PLoS Genet. 2020 Dec 31;16(12):e1009219. doi: 10.1371/journal.pgen.1009219. eCollection 2020 Dec.
Roberts syndrome (RBS) is a rare developmental disorder that can include craniofacial abnormalities, limb malformations, missing digits, intellectual disabilities, stillbirth, and early mortality. The genetic basis for RBS is linked to autosomal recessive loss-of-function mutation of the establishment of cohesion (ESCO) 2 acetyltransferase. ESCO2 is an essential gene that targets the DNA-binding cohesin complex. ESCO2 acetylates alternate subunits of cohesin to orchestrate vital cellular processes that include sister chromatid cohesion, chromosome condensation, transcription, and DNA repair. Although significant advances were made over the last 20 years in our understanding of ESCO2 and cohesin biology, the molecular etiology of RBS remains ambiguous. In this review, we highlight current models of RBS and reflect on data that suggests a novel role for macromolecular damage in the molecular etiology of RBS.

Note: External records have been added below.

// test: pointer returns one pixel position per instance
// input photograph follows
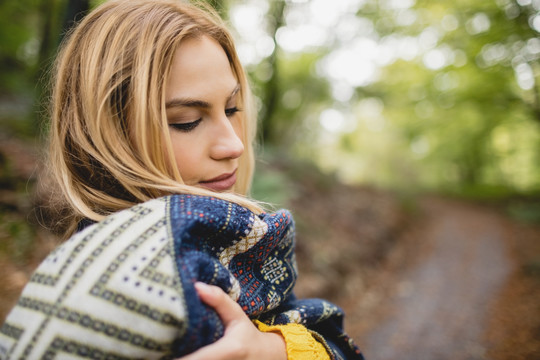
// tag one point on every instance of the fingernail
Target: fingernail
(200, 286)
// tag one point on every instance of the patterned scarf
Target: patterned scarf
(123, 288)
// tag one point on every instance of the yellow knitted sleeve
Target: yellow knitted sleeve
(301, 345)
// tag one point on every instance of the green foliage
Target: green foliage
(466, 124)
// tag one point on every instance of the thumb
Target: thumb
(227, 309)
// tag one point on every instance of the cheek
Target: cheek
(188, 158)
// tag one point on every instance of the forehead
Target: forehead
(199, 69)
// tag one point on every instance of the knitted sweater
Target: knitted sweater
(123, 288)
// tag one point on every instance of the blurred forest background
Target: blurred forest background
(364, 106)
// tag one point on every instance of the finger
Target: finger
(227, 309)
(220, 350)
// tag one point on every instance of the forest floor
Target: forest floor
(428, 277)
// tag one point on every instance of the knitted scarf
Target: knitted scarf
(123, 288)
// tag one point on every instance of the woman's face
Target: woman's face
(202, 99)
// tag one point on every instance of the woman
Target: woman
(151, 147)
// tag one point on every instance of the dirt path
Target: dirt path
(440, 308)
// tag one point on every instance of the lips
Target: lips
(221, 183)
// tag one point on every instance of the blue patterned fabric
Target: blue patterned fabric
(131, 279)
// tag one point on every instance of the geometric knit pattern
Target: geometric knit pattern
(123, 288)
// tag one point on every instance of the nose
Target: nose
(227, 142)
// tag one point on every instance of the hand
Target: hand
(242, 340)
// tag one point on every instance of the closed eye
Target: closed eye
(232, 111)
(186, 127)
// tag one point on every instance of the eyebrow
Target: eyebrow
(187, 102)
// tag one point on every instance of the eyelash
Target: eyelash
(187, 127)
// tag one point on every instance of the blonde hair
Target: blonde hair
(108, 122)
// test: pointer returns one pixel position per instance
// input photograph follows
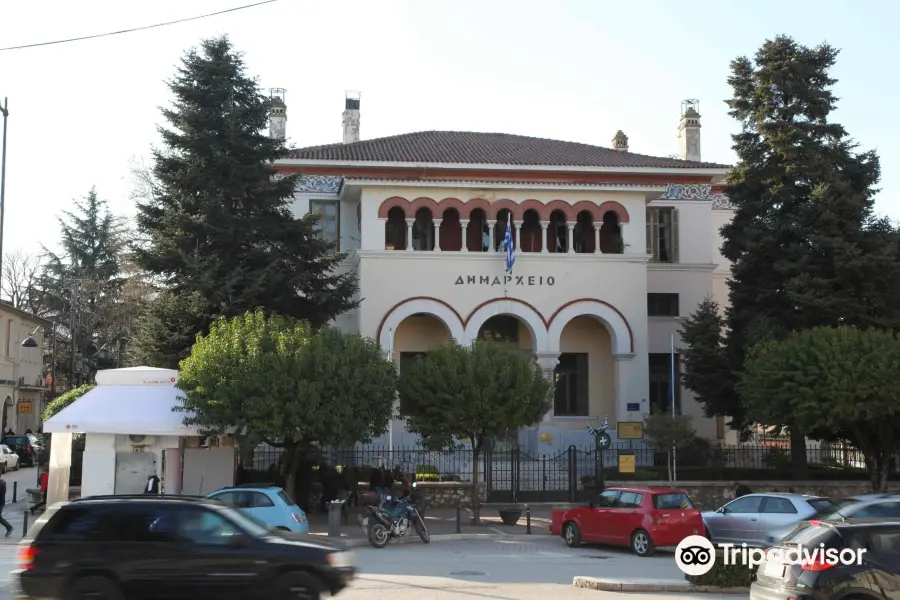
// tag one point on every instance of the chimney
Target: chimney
(689, 130)
(277, 114)
(351, 117)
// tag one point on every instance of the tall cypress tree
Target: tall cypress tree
(221, 238)
(81, 283)
(804, 244)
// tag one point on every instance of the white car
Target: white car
(9, 460)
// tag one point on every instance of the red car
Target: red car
(641, 518)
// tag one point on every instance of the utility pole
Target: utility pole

罗伯茨综合征(RBS)是一种罕见的发育障碍,可包括颅面异常、肢体畸形、缺指、智力残疾、死胎和早期死亡。RBS 的遗传基础与建立凝聚力(ESCO)2 乙酰转移酶的常染色体隐性功能丧失突变有关。ESCO2 是一种必需基因,可靶向 DNA 结合黏合复合物。ESCO2 乙酰化黏合复合物的替代亚基,以协调包括姐妹染色单体凝聚、染色体浓缩、转录和 DNA 修复在内的重要细胞过程。尽管在过去的 20 年中,我们对 ESCO2 和黏合蛋白生物学的理解取得了重大进展,但 RBS 的分子病因仍然不清楚。在这篇综述中,我们强调了当前的 RBS 模型,并反思了表明大分子损伤在 RBS 分子病因中的新作用的数据。